Stephen John Anderson (@decoderwheel@hachyderm.io) — Public Fediverse posts on home.social

I’m still seeing people sharing #LLM prompts like “You are an expert programmer. Write tests for this code, considering all edges cases…”.

This strikes me as a little bit delusional. This is not how LLMs work.

“You are an expert programmer” doesn’t change the output. People have cargo-culted that in from prose output prompts, where it _did_ matter: saying “write this essay as if you were an ancient Sumerian” produces qualitatively different output. But at no point did the LLM actually start believing it was an ancient Sumerian, because they don’t believe anything. Similarly, if you _don’t_ put “you are an expert programmer” at the front, it doesn’t suddenly start thinking “oh, my code can be rubbish, then,” (because it doesn’t think.)

“Considering all edge cases” doesn’t change the output, prove me wrong. Because all it does is pattern match your code. If similar-enough code with decent test coverage existed somewhere in its training set, then there is a good chance you’ll get half-decent tests out of it.

And I think this because I’ve been running experiments. And what I’ve discovered is that they are generally very bad at writing exhaustive tests, in the style that you want. I find it very worrying when I see people say things like “I asked it to write tests for the code, and 95% of them passed”. Yes, but what about the tests that it _missed_?

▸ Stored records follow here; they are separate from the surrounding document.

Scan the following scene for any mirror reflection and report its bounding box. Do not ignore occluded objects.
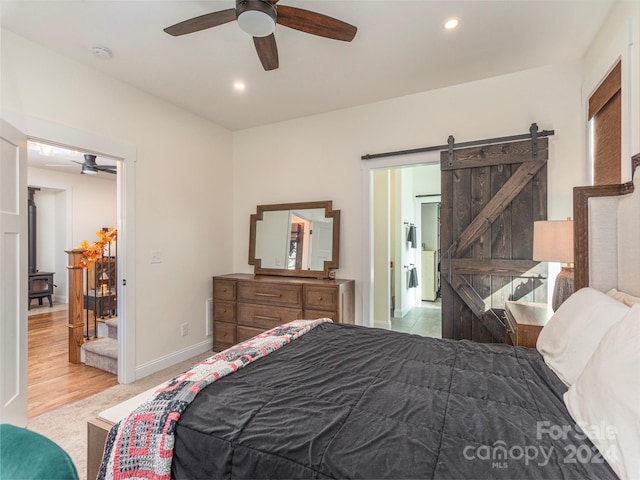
[256,208,333,270]
[249,201,340,278]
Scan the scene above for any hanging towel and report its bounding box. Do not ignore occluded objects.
[407,225,418,248]
[409,267,418,288]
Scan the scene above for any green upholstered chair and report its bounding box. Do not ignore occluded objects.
[0,424,78,480]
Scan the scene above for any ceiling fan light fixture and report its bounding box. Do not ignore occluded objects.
[80,165,98,175]
[237,0,277,37]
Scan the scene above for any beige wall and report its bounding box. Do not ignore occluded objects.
[0,2,640,371]
[0,30,233,374]
[233,62,585,323]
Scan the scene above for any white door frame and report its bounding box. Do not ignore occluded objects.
[2,111,136,383]
[0,120,28,427]
[361,151,440,327]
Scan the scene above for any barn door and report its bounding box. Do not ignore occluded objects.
[440,138,548,342]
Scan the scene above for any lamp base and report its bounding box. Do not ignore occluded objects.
[551,267,573,312]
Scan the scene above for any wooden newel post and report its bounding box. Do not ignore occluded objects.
[65,248,85,363]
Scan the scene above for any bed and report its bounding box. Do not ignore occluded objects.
[99,158,640,479]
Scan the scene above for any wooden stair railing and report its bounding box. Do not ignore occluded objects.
[65,248,85,363]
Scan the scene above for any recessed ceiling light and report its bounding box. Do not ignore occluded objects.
[91,45,113,60]
[444,18,460,30]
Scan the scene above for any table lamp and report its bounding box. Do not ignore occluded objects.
[533,219,573,312]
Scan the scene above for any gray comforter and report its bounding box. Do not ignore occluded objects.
[172,324,616,479]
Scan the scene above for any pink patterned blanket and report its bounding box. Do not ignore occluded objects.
[98,318,331,479]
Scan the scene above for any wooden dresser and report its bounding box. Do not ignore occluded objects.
[213,273,355,351]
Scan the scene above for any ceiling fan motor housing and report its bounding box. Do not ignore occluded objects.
[236,0,278,37]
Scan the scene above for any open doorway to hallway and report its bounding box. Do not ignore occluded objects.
[27,140,119,418]
[371,164,442,337]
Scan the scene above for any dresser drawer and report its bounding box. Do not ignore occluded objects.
[213,300,236,323]
[238,282,302,307]
[302,309,338,322]
[238,303,302,330]
[238,326,264,343]
[304,285,339,312]
[213,278,236,300]
[213,322,236,350]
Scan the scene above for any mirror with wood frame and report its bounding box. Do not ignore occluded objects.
[249,200,340,278]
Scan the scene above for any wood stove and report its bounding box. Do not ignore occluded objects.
[29,272,55,310]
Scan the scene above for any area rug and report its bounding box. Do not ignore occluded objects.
[27,352,213,480]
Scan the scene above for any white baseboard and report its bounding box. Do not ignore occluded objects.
[136,338,213,380]
[53,294,69,303]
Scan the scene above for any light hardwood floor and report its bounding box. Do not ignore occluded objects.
[27,310,118,418]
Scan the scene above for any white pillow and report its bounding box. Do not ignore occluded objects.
[536,287,629,386]
[564,305,640,479]
[607,288,640,307]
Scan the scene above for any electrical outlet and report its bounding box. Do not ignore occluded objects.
[204,298,213,337]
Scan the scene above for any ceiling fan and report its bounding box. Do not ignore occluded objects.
[164,0,358,71]
[73,153,118,175]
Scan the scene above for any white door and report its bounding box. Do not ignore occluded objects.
[0,120,28,427]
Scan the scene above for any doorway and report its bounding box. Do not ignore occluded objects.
[27,140,119,419]
[365,156,441,337]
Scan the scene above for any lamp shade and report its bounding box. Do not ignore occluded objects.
[533,220,573,263]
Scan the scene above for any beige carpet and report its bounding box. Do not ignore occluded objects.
[27,352,213,480]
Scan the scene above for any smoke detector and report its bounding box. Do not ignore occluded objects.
[91,45,113,60]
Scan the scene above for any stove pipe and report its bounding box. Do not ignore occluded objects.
[27,187,40,273]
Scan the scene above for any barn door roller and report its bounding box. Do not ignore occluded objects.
[360,123,555,163]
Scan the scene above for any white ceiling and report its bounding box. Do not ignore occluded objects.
[27,140,118,181]
[0,0,614,130]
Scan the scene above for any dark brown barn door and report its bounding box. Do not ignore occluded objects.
[440,138,548,342]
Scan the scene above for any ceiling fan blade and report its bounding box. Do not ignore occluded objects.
[277,5,358,42]
[94,165,118,175]
[164,8,236,37]
[253,33,278,71]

I don’t know whether it’s a context window problem, or that the “exhaustive” and “write like this” prompts are pulling the output in different directions.

However, I have discovered you get markedly better output if you first ask it to describe the tests in the #Gherkin #BDD language, and then ask it to convert the Gherkin to code, which does support the “pulling in different directions” hypothesis.